According to Milak’s frequent collaborator Christopher Yggdre, who wrote the text accompanying the exhibition, the artist makes visible the drastic changes wrought on the most prosaic aspects of everyday life through his particular painterly touch. Milak’s use of sharp contrasts and his atmospheric handling of materials certainly lend an expressive tenor to illustrations of singular, anonymous lives upended by the virus. We could observe and perhaps identify with the urgency of keeping one’s job in Chinese security guard in empty shopping mall on February 22, 2020 in Beijing, China, 2020; of maintaining normality in novel ways in A man exercises on a beach in Limassol, Cyprus, April 09, 2020; or even of facing the existential struggle of hunger in Drone delivers aid to people amid the lockdown measures to halt the spread of the coronavirus (COVID-19) in Catapilco, Valparaiso Region, Chile, April, 2020. As if to counter the matter-of-factness, the sense of inevitability, or the possible detachment produced by relentless news cycles, Milak tries to tap into each image’s emotive underbelly with an aesthetic nod to film noir. We, too, may already be the antiheroes caught in a web of circumstances beyond our control.

Indeed, Milak’s works are animated by their compositional and visual resonance with film and photography, as well as by their sheer strength in numbers: There were more than forty watercolors on view in the small space. Working serially, the artist mined the tensions between the status of images as purveyors of facts and their role as transmitters of affects and desires that exceed rational or even visible frameworks. While the corona series surrounded the viewer within the gallery, a work made a year earlier, April 15, 2019, Paris, 2019—a charcoal, ink, and pencil stop-motion video—was displayed on a monitor propped behind one of the cardboard panels and could be seen properly only from the street. To the accompaniment of Gael Rakotondrabe’s emotive piano score, the video showed the spiral of the cathedral of Notre Dame de Paris collapsing as it was ravaged by fire. The effect was both saccharine and sublime.

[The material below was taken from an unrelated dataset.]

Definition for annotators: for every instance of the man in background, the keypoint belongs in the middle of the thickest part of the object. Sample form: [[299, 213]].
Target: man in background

Constructing personal archives to confront historical cataclysms is not new, as we might be reminded by Joseph Beuys’s vitrines, Christian Boltanski’s installations, or Kara Walker’s cut-paper silhouettes. Yet in the face of the contemporary challenge of how to react artistically to the deluge of data, its global scope and synchrony, Milak suggests that our contemporaneity might be rendered more diffuse—and potentially more exposed to critical reflection—if it is handled not only as an algorithmic ready-made but also as a handcrafted object. Yet to be resolved, however, is how to manage the paradoxical Baudelairean task of producing beauty from our collective spleen or actively stylizing its affects.